You can use Flavorking in a fruit tart recipe – in the same way as ordinary plums. Cinnamon is a natural partner for plums, and has a warm, comforting sweetness all of its own.
We also say cobblers to plums – in the nicest possible way - because baking these sweet plums in their own little ramekins with the simplest of baking ingredients turn them into cobblers, crumble’s amusingly named cousin.
Our mission to bring more sunshine to the table continues with other seasonal fruits from balmier climes. Costa Rican pineapples, perfectly ripe and superbly sweet, are refreshing in a fruit salad and delightfully sticky when baked on a cake – upside down, of course – with a cheeky drizzle of honey.

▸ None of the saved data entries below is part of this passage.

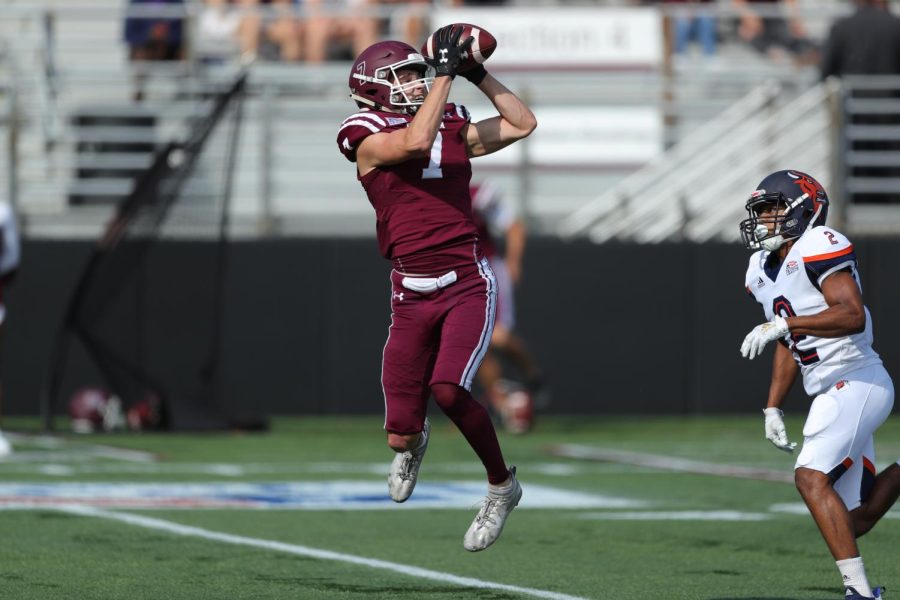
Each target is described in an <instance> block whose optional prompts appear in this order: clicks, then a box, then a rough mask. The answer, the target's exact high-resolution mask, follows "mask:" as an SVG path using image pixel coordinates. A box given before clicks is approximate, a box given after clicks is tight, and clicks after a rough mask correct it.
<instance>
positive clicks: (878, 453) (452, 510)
mask: <svg viewBox="0 0 900 600" xmlns="http://www.w3.org/2000/svg"><path fill="white" fill-rule="evenodd" d="M433 425H434V428H433V437H432V442H431V445H430V446H429V450H428V455H427V457H426V459H425V462H424V465H423V467H422V471H421V474H420V479H419V486H420V487H417V489H416V493H415V494H414V495H413V498H412V499H411V500H410V501H409V502H408V503H406V504H404V505H393V504H391V503H389V502H388V503H387V505H386V504H385V501H384V500H385V498H386V497H387V485H386V483H385V477H386V471H387V465H388V462H389V461H390V458H391V455H392V453H391V451H390V450H389V449H388V448H387V447H386V446H385V444H384V436H383V433H382V432H381V430H380V427H381V420H380V419H378V418H342V419H338V418H307V419H293V418H292V419H275V420H274V421H273V428H272V431H271V432H269V433H267V434H229V433H223V434H210V435H187V434H164V435H163V434H142V435H136V434H121V435H119V434H110V435H92V436H74V435H63V436H58V437H52V438H50V437H46V436H41V435H40V433H39V432H38V431H37V429H36V427H37V426H36V423H35V422H34V421H31V420H16V419H8V420H7V421H6V425H5V427H6V429H7V430H12V431H13V432H14V433H15V432H18V433H19V435H17V436H16V437H14V438H13V441H14V444H15V445H16V453H15V454H14V455H13V456H12V457H10V458H9V459H7V460H5V461H0V508H3V507H5V509H0V539H2V543H0V598H3V599H15V600H25V599H35V600H38V599H40V600H45V599H55V598H66V599H70V598H73V599H107V598H109V599H143V598H146V599H168V600H175V599H191V600H195V599H206V598H210V599H231V598H235V599H239V598H247V599H251V598H252V599H254V600H256V599H269V598H271V599H279V600H281V599H319V598H322V599H329V600H332V599H333V600H343V599H351V598H352V599H374V598H384V599H396V600H414V599H420V598H428V599H431V598H435V599H465V598H475V599H492V600H500V599H507V598H509V599H513V598H556V599H558V600H563V599H566V598H593V599H606V598H611V599H612V598H615V599H622V600H631V599H634V600H638V599H641V600H643V599H648V598H652V599H662V600H678V599H708V600H712V599H718V600H724V599H732V598H734V599H736V598H746V599H749V598H759V599H766V600H775V599H797V600H801V599H816V600H819V599H822V600H826V599H835V600H837V599H838V598H840V597H841V593H842V589H841V587H840V585H839V579H838V574H837V570H836V569H835V567H834V563H833V562H832V560H831V558H830V555H829V554H828V551H827V549H826V548H825V545H824V543H823V542H822V541H821V539H820V538H819V535H818V533H817V531H816V529H815V526H814V524H813V522H812V520H811V519H810V518H809V517H808V516H807V515H806V514H805V513H803V510H802V507H801V505H800V504H799V496H798V495H797V493H796V490H795V489H794V487H793V485H791V484H790V483H786V482H783V481H777V479H778V478H779V477H782V476H784V475H788V476H789V474H790V471H791V467H792V465H793V459H792V458H791V457H789V456H788V455H786V454H784V453H782V452H779V451H777V450H776V449H774V448H773V447H772V446H771V445H770V444H769V442H767V441H766V440H765V439H764V437H763V419H762V416H761V415H759V416H756V415H753V416H747V417H727V418H724V417H723V418H646V417H634V418H624V417H615V418H582V417H579V418H547V419H544V420H543V421H541V422H539V424H538V427H537V429H536V430H535V431H534V433H532V434H530V435H527V436H522V437H511V436H508V435H502V434H501V435H502V438H501V443H502V444H503V447H504V452H505V454H506V456H507V459H508V461H509V462H510V463H512V464H516V465H517V466H518V468H519V478H520V481H521V482H522V485H523V488H524V496H523V498H522V502H521V504H520V507H519V508H518V509H516V511H515V512H514V513H513V515H512V517H511V518H510V520H509V522H508V524H507V528H506V530H505V531H504V533H503V536H502V537H501V539H500V540H499V541H498V542H497V544H495V545H494V546H492V547H491V548H489V549H487V550H486V551H484V552H481V553H476V554H470V553H468V552H466V551H465V550H463V547H462V536H463V533H464V532H465V530H466V528H467V527H468V525H469V523H470V522H471V520H472V518H473V517H474V515H475V512H476V511H477V502H478V501H479V499H480V498H479V494H480V493H481V492H476V491H473V490H479V489H481V487H482V486H483V482H482V479H483V472H482V470H481V468H480V464H478V463H477V459H476V458H475V456H474V455H473V454H472V452H471V450H470V449H469V448H468V446H467V445H466V443H465V441H464V440H463V439H462V437H461V436H460V435H459V434H458V433H457V432H456V430H455V429H454V428H453V427H452V425H451V424H450V423H449V422H448V421H446V420H442V419H435V421H434V422H433ZM787 425H788V433H789V434H793V437H795V438H796V437H798V436H799V433H800V430H801V428H802V422H801V420H800V419H799V418H796V417H795V418H793V419H790V418H789V419H788V421H787ZM560 444H575V445H578V447H579V448H582V449H584V448H588V449H593V450H605V451H619V452H621V451H627V452H628V453H630V454H621V455H615V457H617V458H615V461H613V462H609V461H596V460H585V459H574V458H566V457H562V456H559V455H556V454H554V453H553V449H554V448H555V447H558V446H559V445H560ZM877 450H878V461H877V462H878V464H879V466H882V465H885V464H887V463H888V462H889V461H892V460H896V459H897V458H898V457H900V418H897V417H894V418H892V419H891V420H890V421H889V422H888V423H887V424H886V425H885V426H883V427H882V429H881V430H880V431H879V438H878V440H877ZM648 456H649V457H652V458H653V460H654V461H656V462H655V463H654V464H655V465H656V466H638V465H636V464H634V463H635V462H640V460H633V459H641V458H642V457H648ZM678 459H689V460H690V461H693V462H687V463H686V462H684V461H681V462H679V460H678ZM708 463H715V464H716V465H719V466H720V467H729V466H730V467H734V469H732V470H733V471H734V473H733V474H729V473H728V472H727V471H728V469H727V468H726V469H722V471H723V472H722V473H721V474H718V475H708V474H697V473H693V472H688V471H696V470H700V471H702V470H703V469H704V468H706V467H705V465H707V464H708ZM751 468H753V469H756V470H755V471H751ZM675 469H682V470H675ZM742 469H743V471H742ZM737 475H744V476H737ZM766 476H769V477H770V478H772V479H776V480H775V481H767V480H762V479H761V478H764V477H766ZM79 483H91V484H93V485H91V486H78V485H75V484H79ZM149 484H153V485H149ZM156 484H160V485H156ZM251 484H268V485H252V486H251ZM288 484H290V485H288ZM324 484H328V485H324ZM229 486H231V487H229ZM354 486H357V487H354ZM209 489H216V490H220V491H221V490H228V493H227V494H225V496H218V497H213V498H212V500H210V498H205V499H201V500H196V497H195V496H192V495H191V494H192V493H193V492H194V491H196V490H209ZM48 490H49V491H48ZM79 490H80V491H79ZM129 490H130V491H129ZM159 490H163V491H164V492H165V493H162V495H161V496H159V497H157V494H158V493H161V492H159ZM248 490H249V491H248ZM310 490H313V491H312V492H310ZM323 490H324V491H323ZM420 492H421V495H422V500H421V501H422V502H427V501H429V500H428V499H429V498H431V497H432V496H433V498H434V502H436V503H438V504H440V503H441V502H444V501H445V500H442V498H444V496H443V494H445V493H446V494H451V492H452V493H455V494H456V496H453V497H452V498H451V497H450V496H447V497H448V498H450V499H449V500H446V501H447V502H448V503H449V504H450V506H448V507H435V508H416V506H415V503H416V501H417V497H418V496H419V495H420ZM79 493H81V494H83V495H84V497H81V498H80V499H79V497H78V496H77V494H79ZM223 493H224V492H223ZM66 494H69V495H66ZM72 494H74V496H73V495H72ZM166 494H168V495H169V497H167V496H166ZM228 494H230V495H228ZM285 494H287V495H285ZM291 494H295V495H293V496H292V495H291ZM297 494H299V495H297ZM304 494H306V495H304ZM172 495H175V496H176V497H177V498H176V500H175V501H173V500H172V499H171V497H170V496H172ZM451 495H452V494H451ZM73 498H74V499H73ZM222 498H225V501H222ZM572 498H577V499H581V500H583V501H584V502H585V503H587V504H588V505H589V506H588V505H585V506H581V507H568V506H562V505H564V504H566V503H567V502H569V501H571V499H572ZM25 499H28V501H27V502H25V501H24V500H25ZM76 500H77V501H76ZM220 501H221V502H220ZM147 502H150V503H153V502H158V507H157V508H153V509H147V508H146V507H145V504H144V503H147ZM173 502H174V503H173ZM216 502H220V503H222V504H224V505H222V506H217V505H216ZM235 502H237V503H245V504H246V506H243V505H241V506H234V505H232V504H234V503H235ZM348 502H349V504H347V503H348ZM354 502H355V504H354ZM129 503H130V504H129ZM229 503H231V504H229ZM285 503H287V504H291V503H294V505H291V506H288V507H285V506H283V504H285ZM303 503H310V506H312V505H315V509H308V508H310V506H299V505H296V504H303ZM316 503H318V504H316ZM529 503H532V506H529ZM557 503H560V504H559V505H558V504H557ZM591 503H594V504H591ZM534 504H537V505H538V506H534ZM370 505H371V507H370ZM860 546H861V550H862V553H863V557H864V559H865V563H866V568H867V571H868V573H869V575H870V579H871V580H872V583H873V584H878V585H885V586H887V588H888V595H887V597H888V598H890V597H891V593H892V592H891V590H893V589H897V590H900V508H895V509H894V510H893V511H892V512H891V513H889V515H888V518H886V519H885V520H884V521H882V523H880V524H879V525H878V526H877V527H876V528H875V530H874V531H873V532H872V533H871V534H869V535H868V536H866V537H865V538H863V539H862V540H861V544H860Z"/></svg>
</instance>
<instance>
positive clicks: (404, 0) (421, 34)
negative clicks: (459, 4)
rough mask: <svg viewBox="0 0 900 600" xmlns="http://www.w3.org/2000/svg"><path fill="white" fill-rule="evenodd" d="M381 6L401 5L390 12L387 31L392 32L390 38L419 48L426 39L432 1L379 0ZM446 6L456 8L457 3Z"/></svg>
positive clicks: (388, 19)
mask: <svg viewBox="0 0 900 600" xmlns="http://www.w3.org/2000/svg"><path fill="white" fill-rule="evenodd" d="M381 4H399V5H401V6H400V7H397V8H396V9H395V10H393V11H392V12H391V15H390V17H389V19H388V21H389V23H388V29H389V30H390V31H391V32H392V35H391V36H390V37H399V38H401V39H402V40H403V41H404V42H406V43H407V44H409V45H410V46H412V47H413V48H419V46H421V45H422V42H423V41H424V40H425V38H426V37H428V36H427V34H426V33H425V30H426V28H427V26H428V23H427V20H428V12H427V10H428V8H429V7H431V5H432V0H381ZM446 4H448V5H450V6H456V5H457V4H458V3H457V2H455V1H453V2H448V3H446ZM417 9H418V10H417ZM394 32H396V33H394Z"/></svg>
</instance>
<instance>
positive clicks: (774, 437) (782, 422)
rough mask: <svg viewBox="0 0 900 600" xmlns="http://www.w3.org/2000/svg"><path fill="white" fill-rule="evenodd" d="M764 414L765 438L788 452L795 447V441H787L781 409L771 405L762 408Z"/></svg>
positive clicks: (786, 433)
mask: <svg viewBox="0 0 900 600" xmlns="http://www.w3.org/2000/svg"><path fill="white" fill-rule="evenodd" d="M763 414H764V415H766V439H767V440H769V441H770V442H772V443H773V444H775V447H776V448H778V449H779V450H784V451H785V452H787V453H788V454H790V453H792V452H793V451H794V448H796V447H797V442H789V441H788V439H787V431H785V429H784V419H782V417H783V416H784V413H783V412H781V409H779V408H775V407H774V406H771V407H769V408H764V409H763Z"/></svg>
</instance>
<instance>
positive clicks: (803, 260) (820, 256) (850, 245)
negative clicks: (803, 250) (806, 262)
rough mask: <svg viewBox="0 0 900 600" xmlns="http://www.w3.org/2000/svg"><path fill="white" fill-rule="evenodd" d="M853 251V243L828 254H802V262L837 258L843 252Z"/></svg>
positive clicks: (846, 252) (842, 252) (844, 253)
mask: <svg viewBox="0 0 900 600" xmlns="http://www.w3.org/2000/svg"><path fill="white" fill-rule="evenodd" d="M851 252H853V244H851V245H850V246H848V247H847V248H844V249H843V250H838V251H837V252H829V253H828V254H818V255H816V256H804V257H803V262H818V261H820V260H828V259H829V258H837V257H839V256H844V255H845V254H850V253H851Z"/></svg>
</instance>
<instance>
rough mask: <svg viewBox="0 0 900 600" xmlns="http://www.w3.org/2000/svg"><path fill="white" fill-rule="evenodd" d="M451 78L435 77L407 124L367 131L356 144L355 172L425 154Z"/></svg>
mask: <svg viewBox="0 0 900 600" xmlns="http://www.w3.org/2000/svg"><path fill="white" fill-rule="evenodd" d="M450 84H451V79H450V78H449V77H438V78H436V79H435V80H434V83H433V84H432V86H431V91H430V92H428V96H426V97H425V102H423V103H422V106H421V107H419V110H418V111H416V116H415V117H413V119H412V121H411V122H410V124H409V127H405V128H403V129H398V130H397V131H393V132H390V133H378V134H375V135H370V136H369V137H367V138H366V139H365V140H363V142H362V143H361V144H360V145H359V148H358V149H357V151H356V160H357V164H358V168H359V174H360V175H365V174H366V173H368V172H369V171H371V170H372V169H375V168H377V167H385V166H389V165H396V164H399V163H402V162H405V161H407V160H410V159H413V158H421V157H424V156H428V153H429V152H431V146H432V145H433V144H434V140H435V137H436V136H437V132H438V129H439V128H440V126H441V119H442V118H443V116H444V106H445V105H446V103H447V98H448V97H449V95H450Z"/></svg>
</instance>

The third fruit in our radiant trio is the banana. Flawless, new season fruits are the ultimate no-frills snack, sweet, filling and good for you. Bananas are brilliant for breakfast, superb sliced on yogurt and the very essence of a smoothie. If you really want to push the banana boat out though, we don’t hesitate to go down the caramelised route - a glorious indulgence. Try this tarte tatin and you’ll see what we mean…

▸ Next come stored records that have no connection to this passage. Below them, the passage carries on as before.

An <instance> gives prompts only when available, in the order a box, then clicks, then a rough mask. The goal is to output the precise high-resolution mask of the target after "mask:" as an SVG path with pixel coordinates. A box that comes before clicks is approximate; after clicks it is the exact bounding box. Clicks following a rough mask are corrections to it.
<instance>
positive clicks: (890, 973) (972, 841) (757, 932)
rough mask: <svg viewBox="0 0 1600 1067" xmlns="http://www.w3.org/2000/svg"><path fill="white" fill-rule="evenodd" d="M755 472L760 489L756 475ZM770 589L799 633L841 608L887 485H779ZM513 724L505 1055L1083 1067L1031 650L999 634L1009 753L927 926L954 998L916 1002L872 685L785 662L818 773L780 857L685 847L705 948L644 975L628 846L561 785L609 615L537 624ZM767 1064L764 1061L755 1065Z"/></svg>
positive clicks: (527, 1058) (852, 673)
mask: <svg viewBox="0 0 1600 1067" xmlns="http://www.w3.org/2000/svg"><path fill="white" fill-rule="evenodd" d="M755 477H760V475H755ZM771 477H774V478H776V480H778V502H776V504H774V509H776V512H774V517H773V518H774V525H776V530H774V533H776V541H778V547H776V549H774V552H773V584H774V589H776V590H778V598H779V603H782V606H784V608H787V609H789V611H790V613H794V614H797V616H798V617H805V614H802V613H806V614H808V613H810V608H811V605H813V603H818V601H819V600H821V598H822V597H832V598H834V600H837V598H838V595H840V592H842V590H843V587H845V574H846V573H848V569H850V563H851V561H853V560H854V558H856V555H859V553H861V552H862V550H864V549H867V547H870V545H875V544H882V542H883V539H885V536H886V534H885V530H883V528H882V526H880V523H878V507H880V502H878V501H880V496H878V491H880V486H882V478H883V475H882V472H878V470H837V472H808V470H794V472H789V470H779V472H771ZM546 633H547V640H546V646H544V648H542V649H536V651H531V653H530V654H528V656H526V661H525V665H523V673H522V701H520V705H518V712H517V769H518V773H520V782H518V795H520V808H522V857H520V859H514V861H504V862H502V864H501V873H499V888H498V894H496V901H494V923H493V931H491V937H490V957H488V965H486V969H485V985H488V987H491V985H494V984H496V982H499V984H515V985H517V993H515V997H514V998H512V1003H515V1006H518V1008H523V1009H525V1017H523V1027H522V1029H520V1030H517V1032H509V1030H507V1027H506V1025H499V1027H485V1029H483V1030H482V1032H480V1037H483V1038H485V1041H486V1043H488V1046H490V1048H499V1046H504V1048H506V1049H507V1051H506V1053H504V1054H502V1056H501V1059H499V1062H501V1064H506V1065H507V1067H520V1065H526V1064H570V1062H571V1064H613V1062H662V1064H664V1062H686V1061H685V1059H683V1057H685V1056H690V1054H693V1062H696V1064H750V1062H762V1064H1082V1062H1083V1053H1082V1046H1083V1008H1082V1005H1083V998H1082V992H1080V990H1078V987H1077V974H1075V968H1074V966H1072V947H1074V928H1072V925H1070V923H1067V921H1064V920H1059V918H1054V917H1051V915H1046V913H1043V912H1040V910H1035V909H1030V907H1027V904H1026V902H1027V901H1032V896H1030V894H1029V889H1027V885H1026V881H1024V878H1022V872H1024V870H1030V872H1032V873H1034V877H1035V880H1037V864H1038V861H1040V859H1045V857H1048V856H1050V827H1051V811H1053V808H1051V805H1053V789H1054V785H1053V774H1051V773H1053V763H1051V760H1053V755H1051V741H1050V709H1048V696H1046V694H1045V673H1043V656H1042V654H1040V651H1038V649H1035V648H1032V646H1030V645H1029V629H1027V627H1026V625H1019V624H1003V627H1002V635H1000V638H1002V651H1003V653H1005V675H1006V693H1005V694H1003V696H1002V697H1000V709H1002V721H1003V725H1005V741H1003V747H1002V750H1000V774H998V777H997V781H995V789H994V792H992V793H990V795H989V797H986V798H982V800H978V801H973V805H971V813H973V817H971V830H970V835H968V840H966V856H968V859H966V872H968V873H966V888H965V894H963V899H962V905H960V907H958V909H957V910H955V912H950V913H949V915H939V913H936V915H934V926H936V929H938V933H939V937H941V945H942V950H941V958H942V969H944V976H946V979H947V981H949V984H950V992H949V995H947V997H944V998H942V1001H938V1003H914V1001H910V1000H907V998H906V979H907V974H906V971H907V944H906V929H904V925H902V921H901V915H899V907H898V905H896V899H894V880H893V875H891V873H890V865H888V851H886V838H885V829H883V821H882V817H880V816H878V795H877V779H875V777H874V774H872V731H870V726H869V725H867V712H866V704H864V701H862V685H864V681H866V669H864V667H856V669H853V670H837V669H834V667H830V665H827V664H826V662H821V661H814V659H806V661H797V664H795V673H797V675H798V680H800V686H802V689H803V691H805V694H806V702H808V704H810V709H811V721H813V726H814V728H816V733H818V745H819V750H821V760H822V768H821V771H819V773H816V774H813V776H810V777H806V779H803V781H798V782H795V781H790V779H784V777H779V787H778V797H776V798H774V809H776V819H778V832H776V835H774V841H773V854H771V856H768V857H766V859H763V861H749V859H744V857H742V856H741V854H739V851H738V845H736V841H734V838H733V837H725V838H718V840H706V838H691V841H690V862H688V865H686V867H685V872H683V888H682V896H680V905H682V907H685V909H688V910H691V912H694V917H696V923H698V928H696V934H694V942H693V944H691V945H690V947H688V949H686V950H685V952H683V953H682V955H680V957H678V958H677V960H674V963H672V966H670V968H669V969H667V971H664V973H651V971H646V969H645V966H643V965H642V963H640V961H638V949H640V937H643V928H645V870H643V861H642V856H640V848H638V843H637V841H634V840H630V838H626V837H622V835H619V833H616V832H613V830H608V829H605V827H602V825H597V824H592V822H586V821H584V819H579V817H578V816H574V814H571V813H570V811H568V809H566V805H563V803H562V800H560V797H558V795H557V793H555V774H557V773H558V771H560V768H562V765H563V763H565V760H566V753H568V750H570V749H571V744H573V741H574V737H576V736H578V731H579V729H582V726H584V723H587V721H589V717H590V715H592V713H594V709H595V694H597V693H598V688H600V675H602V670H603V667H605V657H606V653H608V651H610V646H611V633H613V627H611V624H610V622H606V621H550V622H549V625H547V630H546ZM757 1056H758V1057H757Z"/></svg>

But we’re putting the cart before the horse here, or at least the pudding before the main course. That’s easily remedied, though, with our two other fantastic seasonal ingredients, and they just happen to be made for each other.
The more delicately flavoured cousin of the big-headed veg available all year round, tenderstem is a little sweetie, whose stems are as delicious as its florets. The versatility of this bright green vegetable make it’s a star turn in main meal salads.
A dose of seasonal sunshine is all you need to make you feel like a spring chicken, which is exactly what’s in store at the moment. To get the full flavour of new season chicken, it’s worth spending the little extra on our finest, free-range birds. To create a really special stir-fry for a light, spring-time supper, use the best quality chicken breasts you can buy and cook them quickly but thoroughly, then pair them with their perfect partner – a handful of emerald green tenderstem shoots. Delicious.